Keadaan ini telah menyebabkan sejumlah masalah di Amerika Serikat. Pendanaan awal untuk usaha rintisan telah anjlok lebih dari seperempat pada triwulan kedua dibandingkan triwulan pertama tahun ini. Kemudian, satu dari lima usaha langsung gagal pada tahun pertamanya berdasarkan data dari US Bureau of Labor Statistics. Di dalam usaha rintisan berbasis teknologi angka kegagalan ini disebutkan lebih besar lagi.
Melihat perkembangan saat ini, tekanan yang sama terjadi juga di usaha-usaha rintisan di Indonesia. Mereka yang baru mulai sudah pasti harus diwajibkan bisa segera membiayai operasinya. Mereka yang sudah bertahun-tahun berjalan harus segera membereskan masalah dan tidak lagi bergantung pada seri pendanaan. Mereka juga harus segera untung. Jika tidak? Penutupan usaha rintisan akan makin marak. Pemutusan hubungan kerja akan terjadi lagi dalam jumlah yang tidak kecil karena tekanan ekonomi masih terus terjadi.
Pengecualian adalah mereka yang muncul tiba-tiba masuk ke pasar dan seperti memiliki dana yang jumlahnya tidak terbatas. Orang terheran-heran karena di tengah pendanaan yang seret akibat sejumlah investor yang memindahkan uang ke instrumen yang lebih aman, mereka malah berani mengucurkan dana dalam jumlah besar di bisnis yang memiliki risiko besar. Jika ini terus terjadi, Pusat Pelaporan dan Analisis Transaksi Keuangan sebaiknya meneliti mereka karena ada indikasi perilaku yang tidak wajar.

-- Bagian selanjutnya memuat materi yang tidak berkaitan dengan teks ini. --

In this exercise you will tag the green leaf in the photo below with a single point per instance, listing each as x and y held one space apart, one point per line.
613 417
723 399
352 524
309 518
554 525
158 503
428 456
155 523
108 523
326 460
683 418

Salah satu cara untuk menyelamatkan usaha rintisan adalah konsolidasi sesama usaha rintisan. Langkah lain adalah menjual usaha rintisan ke perusahaan besar. Di Amerika Serikat, sejumlah usaha rintisan dibeli antara lain oleh Databricks, Thomson Reuters, Robinhoid, dan Ramp. Di Indonesia, Astra kabarnya membeli OLX Autos.